Malaysia, under newly-elected Prime Minister Mahathir Mohamad, is trying to uncover the extent of alleged embezzlement or money laundering at 1MDB, set up by former premier Najib Razak in 2009 to attract foreign investment. There are global criminal and regulatory probes as investigators attempt to trace if money flowed out through a complex web of opaque transactions and fraudulent shell companies to finance what the US said were spending sprees by corrupt officials and their associates.
"I have instructed that the Ministry of Finance take steps to appoint PwC to conduct a special position audit and review of 1MDB so that Malaysians would know the true financial state of affairs in 1MDB," Lim said. "We would then be able to determine the cost of the shenanigans to the taxpayers."
Irregular Transactions
In April 2016, a Malaysian parliamentary committee identified at least US$4.2 billion in irregular transactions in 1MDB. The US alleges a small coterie of Malaysians may have diverted more than US$4.5 billion from the fund into personal accounts disguised to look like legitimate businesses, and kicked back some of those funds to officials. Singapore has punished banks over lapses related to 1MDB, seized hundreds of millions of assets and jailed bankers over the scandal.
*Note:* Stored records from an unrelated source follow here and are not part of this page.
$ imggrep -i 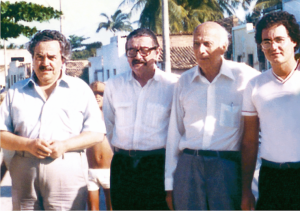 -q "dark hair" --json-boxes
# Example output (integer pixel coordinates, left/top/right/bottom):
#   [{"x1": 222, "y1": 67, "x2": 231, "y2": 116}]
[
  {"x1": 28, "y1": 30, "x2": 72, "y2": 61},
  {"x1": 90, "y1": 81, "x2": 105, "y2": 89},
  {"x1": 255, "y1": 11, "x2": 300, "y2": 51},
  {"x1": 125, "y1": 28, "x2": 159, "y2": 51}
]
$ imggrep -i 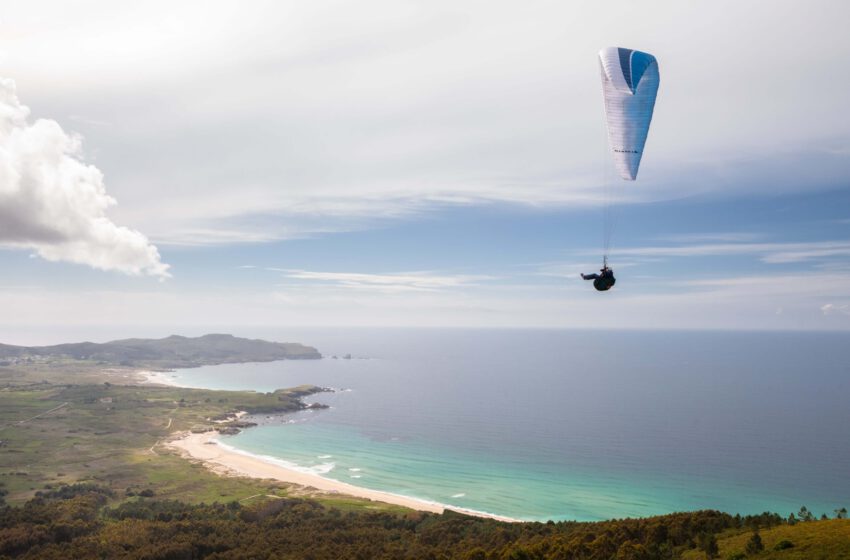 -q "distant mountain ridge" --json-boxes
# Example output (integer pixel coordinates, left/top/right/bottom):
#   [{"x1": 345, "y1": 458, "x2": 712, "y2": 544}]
[{"x1": 0, "y1": 333, "x2": 321, "y2": 368}]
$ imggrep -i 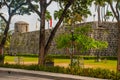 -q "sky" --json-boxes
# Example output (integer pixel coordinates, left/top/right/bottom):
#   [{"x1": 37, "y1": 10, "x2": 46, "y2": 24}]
[
  {"x1": 0, "y1": 1, "x2": 115, "y2": 32},
  {"x1": 10, "y1": 2, "x2": 59, "y2": 31}
]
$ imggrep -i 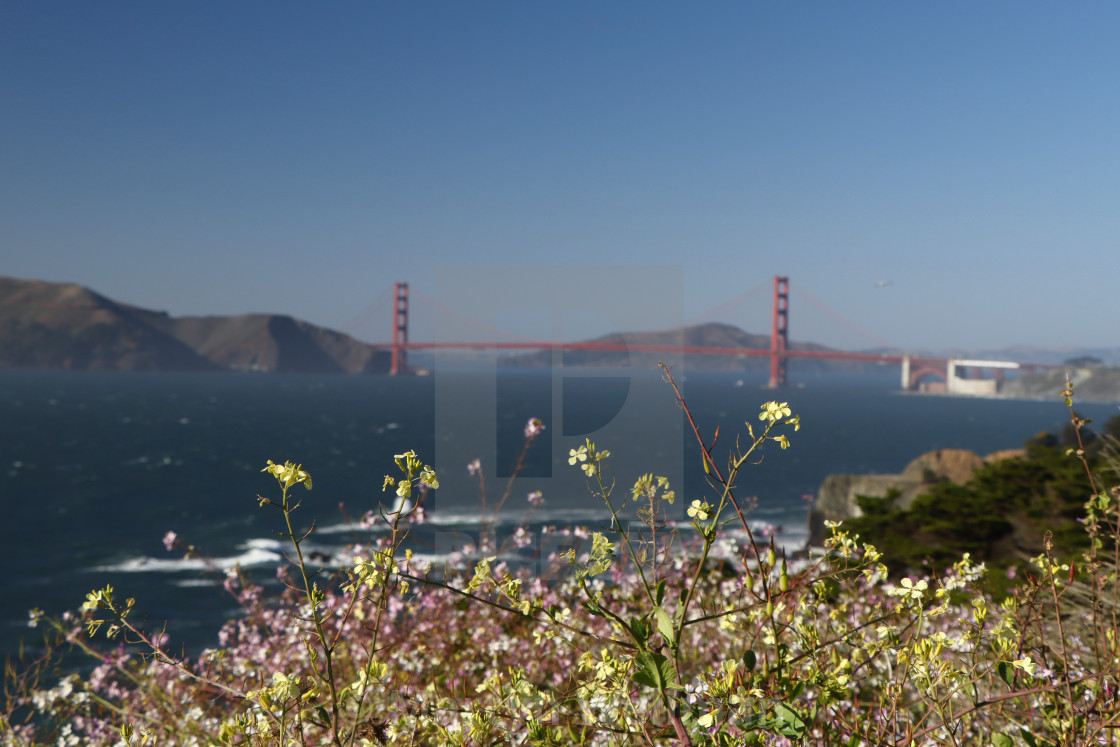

The company has consistently denied any wrongdoing and repeatedly said all its funds are fully accounted for.
1MDB President Arul Kanda had previously said there is 31 billion ringgit ($10.5 billion) of mostly long-term debt outstanding, down from a peak of 50 billion ringgit, while data compiled by Bloomberg shows 26.8 billion ringgit of bonds and interest payments are due by 2023.
1MDB’s dollar bonds due 2023 dropped about 2 cents to around 90 cents on the dollar on Thursday, traders said.
Dollar Debt
Abu Dhabi’s International Petroleum Investment Co. guaranteed two separate dollar-denominated bonds for 1MDB in 2012 in deals arranged by Goldman Sachs Group Inc. that raised US$3.5 billion. The bonds due in 2022 were the subject of a dispute in recent years on who’s liable to make interest payments on the debt. The ownership on one of the issues isn’t known because it was a private placement, while data compiled by Bloomberg shows there is no single investor that holds more than 5.1% of the bonds on the other set.
In a settlement agreement with IPIC last year, 1MDB assumed the coupon and principal obligations for the bonds, and the company said it would meet the payments by cashing out on investment fund units that it owned.
Those are the same investments that 1MDB director Kamal Mohd Ali called "a scam," according to the finance ministry statement.
The revelations come after the finance minister said on Tuesday that Malaysia’s government debt has been inflated by 1MDB’s borrowing and exceeds 1 trillion ringgit. That was higher than previously disclosed by Najib’s administration as it was masked by the way the accounts were reported, he said.